Krótka prezentacja olejków Optima Plus.


 Już w czasach starożytnych Grecy tworzyli aromatyczne eliksiry, które miały służyć do różnych celów, również do uwodzenia. Według legendy, Kleopatra zapowiedziała swoje spotkanie z Markiem Antoniuszem, skrapiając pachnidłami żagle swojego statku. Kleopatra pewnie wtedy jeszcze tego nie wiedziała, ale nasz układ nerwowy reaguje na zapachy błyskawicznie w 0,05 sekundy! Działają one na część mózgu odpowiedzialną za kontrolowanie emocji i seksualności, tym samym wyzwalają i wpływają na reakcje fizyczne.
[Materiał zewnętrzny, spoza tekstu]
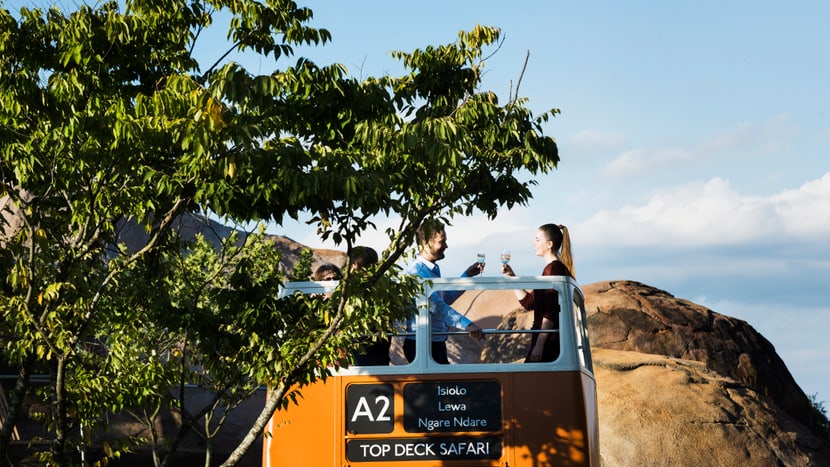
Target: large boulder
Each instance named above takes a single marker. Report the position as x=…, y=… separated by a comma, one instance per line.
x=658, y=410
x=628, y=315
x=677, y=383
Roślinom charakterystyczny dla nich zapach nadają naturalne olejki eteryczne. Te dostępne w portfolio Optima PLUS są pozyskiwane przez destylację z kwiatów, liści, kory, korzeni, nasion i żywicy roślin olejkodajnych. Są to naturalne ekstrakty roślinne, a nie syntetyczne substancje zapachowe. Z namiętnością, uwodzeniem i erotyzmem kojarzone są między innymi: beramotka, cynamon, goździk, ylang-ylang, paczuli. Odprężenie, ukojenie relaks: olejki eteryczne grejpfrutowy, eukaliptusowy, lawendowy, melisowy, pomarańczowy i z drzewa różanego.

Jak stworzyć wyjątkowy nastrój z olejkami eterycznymi Optima PLUS? Najprościej zakroplić je do wody w kominku zapachowym albo dodać do nawilżacza powietrza. Można przygotować kąpiel z dodatkiem kilku kropli wybranego olejku. Nie powinno się stosować olejków eterycznych bezpośrednio na skórę, dlatego najlepiej dodać olejek do olejku bazowego i dopiero wtedy taką miksturę wykorzystać np: do masażu.

Olejki Optima Plus szturmem weszły na rynek Polski i od razu skradły serca, a także nosy wielu osobom. Znacie? Jaki olejek najbardziej lubicie?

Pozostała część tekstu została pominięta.